A lei prevê a dispensa de parecer de entidades da administração do património cultural. Só que, argumenta a DRCN, esta dispensa só poderia ter sido concedida se tivesse sido realizado “um plano de pormenor de salvaguarda, na sequência da classificação de monumentos, ou um outro plano integrado, facto que ainda não se verificou no caso em apreço”, nota. E não tendo havido um plano, nem o parecer prévio, entende este organismo que os actos administrativos praticados pelo município podem ser considerados nulos.
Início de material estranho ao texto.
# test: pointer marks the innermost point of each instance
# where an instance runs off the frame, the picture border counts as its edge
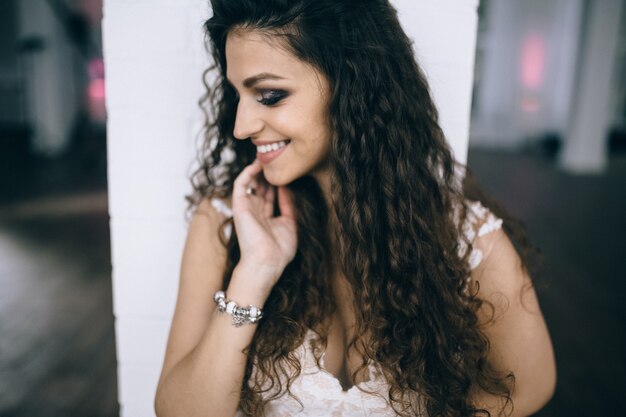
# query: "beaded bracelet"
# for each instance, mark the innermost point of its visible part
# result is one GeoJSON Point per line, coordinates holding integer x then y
{"type": "Point", "coordinates": [241, 315]}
CDU estranha "pressa" do município
Esta argumentação acompanha a tese da Associação dos Moradores e Amigos da Foz Velha, que interpôs uma acção contra a aprovação e licenciamento do loteamento na Rua de Montebelo/Travessa Alegre, já em 2016, e que perante o deferimento da comunicação prévia, já este ano, e do subsequente arranque das obras, interpôs uma providência cautelar. A 12 de Abril, o TAFP apoiou a pretensão da associação, dando ordem de paragem das obras enquanto a acção principal é apreciada.
Esta quinta-feira a vereadora da CDU na Câmara do Porto, Ilda Figueiredo, considerou que o processo urbanístico em Montebelo "é, no mínimo, confuso" e revela, "no mínimo, pressa excessiva" da autarquia "de passar por cima de procedimentos legais obrigatórios". "A CDU vai apresentar de imediato um requerimento ao senhor presidente da Câmara, tendo em conta esta situação" , disse Ilda Figueiredo.
A comunista, que esteve esta tarde no local e reuniu com o presidente da Associação de Moradores e Amigos da Foz Velha, disse pretender saber "o porquê de ter sido dada autorização à obra em Montebelo sem o parecer necessário", "mas também perceber o porquê de ainda hoje se ouvir ruído dentro do terreno, quando a obra já está suspensa".